PineScript uses request.security() to pull data from higher or lower timeframes. HaasScript handles this through the interval parameter on price data functions:

-- PineScript
higherRsi = request.security(syminfo.tickerid, "1D", ta.rsi(close, 14))

-- HaasScript
local dailyClose = ClosePrices(1440)        -- 1440 minutes = 1 day
local dailyRsi = RSI(dailyClose, 14)

The interval is specified in minutes. Common intervals: 1, 5, 15, 60, 240, 1440.

Inputs

The concept is the same — expose configurable parameters — but the syntax differs:

-- PineScript
length = input.int(14, "RSI Length")
threshold = input.float(30.0, "Threshold")

-- HaasScript
local length = Input('RSI Length', 14)
local threshold = Input('Threshold', 30.0)

HaasScript's Input() auto-detects the type from the default value. It also supports a options parameter for dropdown menus:

local maType = Input('MA Type', 'SMA', {'SMA', 'EMA', 'WMA'})

Plotting

PineScript uses plot(), bgcolor(), and barcolor(). HaasScript provides a broader set of charting commands:

-- PineScript
plot(rsi, "RSI")
hline(30, "Oversold")
bgcolor(rsi < 30 ? color.green : na)

-- HaasScript
Plot(rsi, 'RSI', 'blue')
PlotHorizontalLine(30, 'Oversold', 'green')
MarkCandle(rsi < 30, 'green')

Key Syntax Differences

PineScript HaasScript / Lua
// comment -- comment
var myVar = 1 local myVar = 1
else if elseif
and / or / not and / or / not (same)
== / != / > / < == / ~= or !=/ > / < (same)
String concat: str1 + str2 String concat: str1 .. str2
Arrays: array.new_int(0) Arrays: HNC() or {}
#myArray (length) Count(myArray) or #myArray
na nil
true / false true / false (same)
Ternary: cond ? a : b No ternary — use if/else or Branch()

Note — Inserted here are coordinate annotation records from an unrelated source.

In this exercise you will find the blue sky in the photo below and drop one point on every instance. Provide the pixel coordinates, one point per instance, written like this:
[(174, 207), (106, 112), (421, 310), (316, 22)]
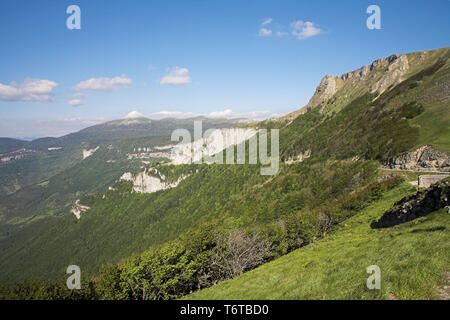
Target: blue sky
[(189, 57)]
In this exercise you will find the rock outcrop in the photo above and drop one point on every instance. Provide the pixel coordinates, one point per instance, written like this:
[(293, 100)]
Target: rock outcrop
[(299, 158), (420, 204), (88, 153), (210, 145), (78, 209), (423, 159), (150, 180)]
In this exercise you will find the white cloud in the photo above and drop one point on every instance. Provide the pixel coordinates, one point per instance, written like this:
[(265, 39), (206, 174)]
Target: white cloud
[(104, 84), (227, 113), (264, 32), (177, 76), (134, 114), (303, 30), (76, 102), (29, 90), (175, 114), (266, 21)]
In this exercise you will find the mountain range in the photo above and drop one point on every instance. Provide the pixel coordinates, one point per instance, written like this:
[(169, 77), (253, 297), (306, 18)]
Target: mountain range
[(147, 228)]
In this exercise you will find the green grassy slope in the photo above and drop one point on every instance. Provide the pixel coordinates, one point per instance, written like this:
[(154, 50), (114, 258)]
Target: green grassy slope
[(413, 258)]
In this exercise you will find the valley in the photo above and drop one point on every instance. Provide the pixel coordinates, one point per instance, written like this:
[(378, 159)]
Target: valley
[(143, 223)]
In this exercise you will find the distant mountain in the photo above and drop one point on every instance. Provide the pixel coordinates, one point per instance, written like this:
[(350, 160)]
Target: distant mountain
[(10, 144), (332, 155), (48, 156)]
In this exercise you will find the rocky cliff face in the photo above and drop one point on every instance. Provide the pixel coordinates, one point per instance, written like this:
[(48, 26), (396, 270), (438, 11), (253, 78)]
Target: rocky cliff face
[(78, 209), (423, 159), (213, 143), (150, 180), (376, 77), (409, 208)]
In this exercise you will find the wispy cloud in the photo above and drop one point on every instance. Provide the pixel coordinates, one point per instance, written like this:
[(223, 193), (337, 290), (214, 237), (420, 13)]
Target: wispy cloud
[(76, 102), (134, 114), (104, 84), (177, 76), (303, 30), (227, 113), (44, 128), (264, 31), (266, 21), (29, 90)]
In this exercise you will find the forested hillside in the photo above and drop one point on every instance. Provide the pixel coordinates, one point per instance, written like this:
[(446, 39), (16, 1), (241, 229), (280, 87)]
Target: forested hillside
[(166, 244)]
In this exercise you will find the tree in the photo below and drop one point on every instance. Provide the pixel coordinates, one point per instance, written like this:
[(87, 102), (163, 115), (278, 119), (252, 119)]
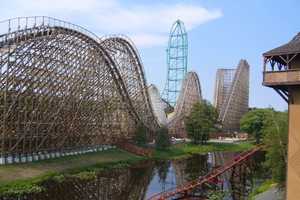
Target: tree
[(272, 127), (162, 140), (253, 121), (140, 137), (275, 139), (201, 121)]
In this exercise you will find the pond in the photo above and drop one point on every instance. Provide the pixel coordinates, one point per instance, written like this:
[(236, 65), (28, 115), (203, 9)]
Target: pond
[(147, 178)]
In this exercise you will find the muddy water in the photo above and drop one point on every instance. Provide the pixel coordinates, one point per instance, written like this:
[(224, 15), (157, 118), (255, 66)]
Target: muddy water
[(147, 178)]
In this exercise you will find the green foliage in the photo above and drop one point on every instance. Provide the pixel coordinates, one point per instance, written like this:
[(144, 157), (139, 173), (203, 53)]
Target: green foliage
[(216, 195), (272, 127), (162, 140), (141, 135), (186, 150), (253, 122), (265, 186), (201, 122), (275, 139)]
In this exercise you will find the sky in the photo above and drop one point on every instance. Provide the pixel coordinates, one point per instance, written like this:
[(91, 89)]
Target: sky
[(220, 33)]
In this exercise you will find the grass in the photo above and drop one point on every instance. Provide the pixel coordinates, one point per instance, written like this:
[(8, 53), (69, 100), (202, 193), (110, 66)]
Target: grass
[(26, 178), (18, 179), (186, 150), (265, 186)]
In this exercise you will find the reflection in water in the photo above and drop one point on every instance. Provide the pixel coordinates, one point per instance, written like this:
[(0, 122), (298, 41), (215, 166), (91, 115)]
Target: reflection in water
[(147, 178)]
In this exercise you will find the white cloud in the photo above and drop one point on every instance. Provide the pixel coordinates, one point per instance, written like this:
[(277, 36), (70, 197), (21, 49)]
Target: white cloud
[(147, 25), (148, 40)]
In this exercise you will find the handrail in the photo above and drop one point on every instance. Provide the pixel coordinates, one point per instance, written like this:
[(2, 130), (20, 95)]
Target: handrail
[(208, 177)]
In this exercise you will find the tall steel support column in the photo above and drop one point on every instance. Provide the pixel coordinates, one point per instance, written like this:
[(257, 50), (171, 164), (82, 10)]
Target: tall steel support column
[(177, 52)]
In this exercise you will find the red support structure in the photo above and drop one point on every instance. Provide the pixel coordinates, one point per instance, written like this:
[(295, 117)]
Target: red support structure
[(210, 177)]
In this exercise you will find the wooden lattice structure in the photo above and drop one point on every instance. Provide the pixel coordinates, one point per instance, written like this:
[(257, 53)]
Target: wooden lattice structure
[(282, 73), (63, 89), (232, 95), (189, 95)]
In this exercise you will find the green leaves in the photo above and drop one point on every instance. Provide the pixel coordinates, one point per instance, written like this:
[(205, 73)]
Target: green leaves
[(201, 121), (162, 140), (272, 127)]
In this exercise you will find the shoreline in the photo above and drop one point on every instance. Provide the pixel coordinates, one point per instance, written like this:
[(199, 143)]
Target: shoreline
[(18, 179)]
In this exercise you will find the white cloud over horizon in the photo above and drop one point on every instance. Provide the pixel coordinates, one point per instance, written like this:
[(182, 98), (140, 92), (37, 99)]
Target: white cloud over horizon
[(146, 25)]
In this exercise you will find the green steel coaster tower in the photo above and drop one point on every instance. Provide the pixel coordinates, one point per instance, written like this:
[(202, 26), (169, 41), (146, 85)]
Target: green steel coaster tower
[(177, 53)]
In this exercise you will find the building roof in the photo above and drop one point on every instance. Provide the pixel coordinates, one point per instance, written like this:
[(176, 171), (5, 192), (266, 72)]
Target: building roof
[(291, 47)]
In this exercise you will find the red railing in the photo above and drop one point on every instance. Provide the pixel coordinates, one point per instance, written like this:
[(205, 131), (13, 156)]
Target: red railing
[(183, 189)]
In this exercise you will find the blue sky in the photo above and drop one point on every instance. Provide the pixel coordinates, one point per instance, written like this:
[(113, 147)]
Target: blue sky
[(220, 32)]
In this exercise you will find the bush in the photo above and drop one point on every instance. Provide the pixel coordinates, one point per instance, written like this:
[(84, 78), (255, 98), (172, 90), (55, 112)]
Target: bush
[(162, 139), (201, 122), (140, 138)]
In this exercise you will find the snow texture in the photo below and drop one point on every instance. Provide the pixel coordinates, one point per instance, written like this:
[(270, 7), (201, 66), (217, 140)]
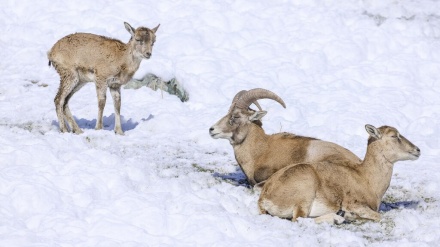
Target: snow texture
[(338, 65)]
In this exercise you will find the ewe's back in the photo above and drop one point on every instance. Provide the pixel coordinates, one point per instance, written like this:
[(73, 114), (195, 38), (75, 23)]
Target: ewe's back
[(86, 50)]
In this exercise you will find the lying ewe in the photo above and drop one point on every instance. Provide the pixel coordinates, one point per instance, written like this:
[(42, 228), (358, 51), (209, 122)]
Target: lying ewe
[(84, 57), (260, 155), (332, 190)]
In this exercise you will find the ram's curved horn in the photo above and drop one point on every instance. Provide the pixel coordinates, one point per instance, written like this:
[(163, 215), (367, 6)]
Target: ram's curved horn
[(248, 97), (238, 96)]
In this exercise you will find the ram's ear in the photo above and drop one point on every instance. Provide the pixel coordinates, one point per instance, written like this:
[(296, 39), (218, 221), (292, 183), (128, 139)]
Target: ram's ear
[(129, 28), (373, 131), (258, 115), (155, 29)]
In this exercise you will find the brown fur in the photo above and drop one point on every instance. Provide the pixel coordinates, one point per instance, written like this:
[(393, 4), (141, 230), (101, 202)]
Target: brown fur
[(332, 186), (83, 57), (260, 155)]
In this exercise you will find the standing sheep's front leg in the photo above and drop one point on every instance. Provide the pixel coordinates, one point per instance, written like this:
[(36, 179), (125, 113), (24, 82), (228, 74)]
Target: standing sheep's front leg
[(101, 90), (116, 95), (67, 84)]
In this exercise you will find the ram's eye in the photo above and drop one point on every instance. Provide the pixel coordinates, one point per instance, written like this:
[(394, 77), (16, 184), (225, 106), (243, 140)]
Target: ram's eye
[(231, 121)]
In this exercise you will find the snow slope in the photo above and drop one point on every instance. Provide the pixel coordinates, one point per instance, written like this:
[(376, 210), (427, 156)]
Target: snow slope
[(337, 64)]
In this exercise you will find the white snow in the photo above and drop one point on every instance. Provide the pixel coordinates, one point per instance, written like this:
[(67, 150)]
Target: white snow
[(338, 65)]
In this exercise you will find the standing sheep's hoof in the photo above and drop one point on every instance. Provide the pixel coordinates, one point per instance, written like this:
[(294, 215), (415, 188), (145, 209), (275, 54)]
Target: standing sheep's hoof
[(119, 132), (338, 219)]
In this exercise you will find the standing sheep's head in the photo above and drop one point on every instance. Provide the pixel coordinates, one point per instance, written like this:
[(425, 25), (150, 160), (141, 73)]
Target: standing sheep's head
[(235, 125), (142, 40)]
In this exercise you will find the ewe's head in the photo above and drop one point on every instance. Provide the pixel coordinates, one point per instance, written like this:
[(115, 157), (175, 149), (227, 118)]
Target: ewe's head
[(235, 125), (392, 145), (142, 40)]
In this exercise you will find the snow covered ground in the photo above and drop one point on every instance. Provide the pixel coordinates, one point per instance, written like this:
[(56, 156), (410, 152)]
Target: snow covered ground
[(337, 64)]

What PineScript Has That HaasScript Does Not

Some PineScript features have no direct equivalent:

  • Drawing toolsline.new(), label.new(), box.new(), etc. do not exist. HaasScript provides Plot*() commands for charting but no freeform drawing.
  • barstate functions — no isrealtime, isconfirmed, ishistory. Use interval and candle management instead.
  • strategy.equity — no direct equity curve access within the script. Use backtest reports for equity data.
  • PineScript's built-in backtesting — HaasScript handles backtesting through the TradeServer platform, not within the script itself.